Shravasti Dhammika, To EAT OR NOT TO EAT MEAT: A BUDDHIST REFLECTION
Chapter 6 Meat in the buddhist tradition
14. Interestingly, soldiers, whose job was to kill humans, were never similarly ostracized. In Japan the burakumin were and still are treated as outcastes because they did slaughtering and other ‘unclean’ tasks. In Tibet a group of people called the ragyapa were likewise despised because they made their living as slaughter men and tanners and were relegated to the outskirts of towns where they lived in the most miserable conditions. I will stand being corrected here but I think ragyapa were not even allowed into temples. Even coracle men were likewise despised because their crafts were made of leather. Heinrich Harrer has some interesting comments on how the monastic hierarchy made these peoples’ lives difficult while benefiting from their services.

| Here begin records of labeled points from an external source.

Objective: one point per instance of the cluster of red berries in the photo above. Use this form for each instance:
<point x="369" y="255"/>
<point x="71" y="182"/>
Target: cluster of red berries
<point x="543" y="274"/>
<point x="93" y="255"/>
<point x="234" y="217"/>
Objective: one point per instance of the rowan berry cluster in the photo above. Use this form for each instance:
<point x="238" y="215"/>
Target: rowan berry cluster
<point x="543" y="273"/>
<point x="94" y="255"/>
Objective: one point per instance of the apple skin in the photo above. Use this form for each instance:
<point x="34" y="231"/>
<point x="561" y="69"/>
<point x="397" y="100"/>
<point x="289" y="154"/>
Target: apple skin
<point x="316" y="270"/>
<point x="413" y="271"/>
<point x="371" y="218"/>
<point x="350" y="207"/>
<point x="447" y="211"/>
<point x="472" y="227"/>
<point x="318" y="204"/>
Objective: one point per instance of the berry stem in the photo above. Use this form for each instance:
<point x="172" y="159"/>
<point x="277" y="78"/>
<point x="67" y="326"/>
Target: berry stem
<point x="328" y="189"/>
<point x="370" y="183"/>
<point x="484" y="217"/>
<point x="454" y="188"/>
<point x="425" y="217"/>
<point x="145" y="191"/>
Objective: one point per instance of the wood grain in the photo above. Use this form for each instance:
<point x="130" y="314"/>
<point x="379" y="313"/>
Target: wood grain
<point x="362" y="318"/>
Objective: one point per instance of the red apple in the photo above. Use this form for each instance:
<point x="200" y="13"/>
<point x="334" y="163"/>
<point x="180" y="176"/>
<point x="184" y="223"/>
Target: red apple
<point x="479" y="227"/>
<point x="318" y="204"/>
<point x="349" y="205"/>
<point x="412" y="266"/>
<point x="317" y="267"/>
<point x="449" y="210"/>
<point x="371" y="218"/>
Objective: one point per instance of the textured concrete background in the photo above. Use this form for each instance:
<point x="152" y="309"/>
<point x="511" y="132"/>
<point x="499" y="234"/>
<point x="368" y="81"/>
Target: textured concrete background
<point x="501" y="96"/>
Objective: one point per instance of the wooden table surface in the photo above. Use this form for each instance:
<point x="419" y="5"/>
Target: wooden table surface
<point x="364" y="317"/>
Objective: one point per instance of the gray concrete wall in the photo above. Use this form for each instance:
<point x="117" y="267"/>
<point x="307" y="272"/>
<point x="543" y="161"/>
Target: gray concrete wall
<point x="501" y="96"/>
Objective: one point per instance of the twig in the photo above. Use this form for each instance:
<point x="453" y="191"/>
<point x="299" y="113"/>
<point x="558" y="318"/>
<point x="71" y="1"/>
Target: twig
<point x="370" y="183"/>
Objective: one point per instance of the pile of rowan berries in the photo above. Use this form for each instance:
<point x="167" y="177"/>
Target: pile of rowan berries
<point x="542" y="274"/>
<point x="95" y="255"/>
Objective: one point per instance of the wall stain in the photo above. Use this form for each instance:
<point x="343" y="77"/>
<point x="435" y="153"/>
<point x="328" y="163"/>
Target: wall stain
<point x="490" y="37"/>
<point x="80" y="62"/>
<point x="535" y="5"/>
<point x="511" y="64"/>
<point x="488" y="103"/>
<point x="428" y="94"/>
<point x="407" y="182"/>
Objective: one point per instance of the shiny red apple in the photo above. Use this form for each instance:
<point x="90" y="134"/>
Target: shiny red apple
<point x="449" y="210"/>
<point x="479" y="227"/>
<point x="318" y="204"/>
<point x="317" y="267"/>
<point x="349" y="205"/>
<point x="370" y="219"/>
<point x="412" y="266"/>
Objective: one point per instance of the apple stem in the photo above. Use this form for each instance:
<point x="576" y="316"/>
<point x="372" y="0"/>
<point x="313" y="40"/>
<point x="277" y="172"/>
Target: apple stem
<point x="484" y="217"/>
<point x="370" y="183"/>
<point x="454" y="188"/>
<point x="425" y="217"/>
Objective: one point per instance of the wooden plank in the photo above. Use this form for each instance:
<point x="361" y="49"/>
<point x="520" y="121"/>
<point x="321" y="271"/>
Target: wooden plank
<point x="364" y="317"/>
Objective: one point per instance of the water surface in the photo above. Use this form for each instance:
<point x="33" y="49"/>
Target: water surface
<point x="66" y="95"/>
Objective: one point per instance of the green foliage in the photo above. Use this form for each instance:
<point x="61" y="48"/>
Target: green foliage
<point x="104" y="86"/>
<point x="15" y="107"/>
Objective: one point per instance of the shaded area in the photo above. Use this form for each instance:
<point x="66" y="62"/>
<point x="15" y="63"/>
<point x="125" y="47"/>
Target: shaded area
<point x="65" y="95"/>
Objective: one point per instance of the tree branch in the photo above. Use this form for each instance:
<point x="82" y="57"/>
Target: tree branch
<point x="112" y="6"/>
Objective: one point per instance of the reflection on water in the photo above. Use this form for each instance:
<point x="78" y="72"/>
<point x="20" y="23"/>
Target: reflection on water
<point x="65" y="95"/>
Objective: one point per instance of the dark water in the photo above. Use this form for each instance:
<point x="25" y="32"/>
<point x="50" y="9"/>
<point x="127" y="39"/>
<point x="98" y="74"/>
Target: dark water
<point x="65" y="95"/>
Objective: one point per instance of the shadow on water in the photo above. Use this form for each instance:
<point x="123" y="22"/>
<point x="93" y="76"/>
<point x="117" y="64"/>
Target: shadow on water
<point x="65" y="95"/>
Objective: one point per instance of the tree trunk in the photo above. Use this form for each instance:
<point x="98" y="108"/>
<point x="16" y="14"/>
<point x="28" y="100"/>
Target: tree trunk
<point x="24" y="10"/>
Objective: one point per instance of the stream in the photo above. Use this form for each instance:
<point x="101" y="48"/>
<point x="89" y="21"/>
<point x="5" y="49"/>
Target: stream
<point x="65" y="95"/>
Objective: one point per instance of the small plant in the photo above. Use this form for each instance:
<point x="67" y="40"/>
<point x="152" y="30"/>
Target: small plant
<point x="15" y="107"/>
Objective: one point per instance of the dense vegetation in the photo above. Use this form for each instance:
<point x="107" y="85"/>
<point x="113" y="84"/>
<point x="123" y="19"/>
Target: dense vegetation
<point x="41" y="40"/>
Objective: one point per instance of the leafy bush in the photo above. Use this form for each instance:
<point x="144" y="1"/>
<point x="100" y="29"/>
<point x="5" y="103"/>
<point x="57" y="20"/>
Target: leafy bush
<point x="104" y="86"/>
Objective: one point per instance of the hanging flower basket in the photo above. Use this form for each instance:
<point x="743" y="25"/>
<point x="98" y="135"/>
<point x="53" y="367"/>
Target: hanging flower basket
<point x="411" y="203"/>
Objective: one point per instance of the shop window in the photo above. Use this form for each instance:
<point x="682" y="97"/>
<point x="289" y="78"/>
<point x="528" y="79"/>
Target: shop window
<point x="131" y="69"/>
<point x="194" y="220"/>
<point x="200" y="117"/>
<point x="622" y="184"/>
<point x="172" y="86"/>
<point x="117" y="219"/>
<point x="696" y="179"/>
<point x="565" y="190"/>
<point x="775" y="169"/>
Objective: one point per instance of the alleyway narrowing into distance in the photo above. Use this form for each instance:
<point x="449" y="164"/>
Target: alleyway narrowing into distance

達爾卡法師 著 伍煥炤 譯 ：《吃肉還是不吃肉：佛教的反思》
14. 有趣的是，以殺人為工作的士兵從沒有同樣被排擠。在日本，部落民 (burakumin) 仍被視為賤民，因為他們從事屠宰和其他「不潔」的工作。在西藏有些人被稱為熱甲巴 (ragyapa)，他們也受人鄙視，因為他們以屠夫和製革工人的職業為生。他們被驅逐到市郊，居住在非常惡劣的環境。恕我直言，雖然別人不這樣認為，但我想熱甲巴甚至不准進入廟宇。製造小圓舟的工匠亦遭人鄙視，因為他們的製成品是以皮革製造的。海因里希‧哈勒（Heinrich Harrer）對寺院的統治階級如何使這些人的生活困苦，但同時從他們的服務中獲益作了有趣的評論。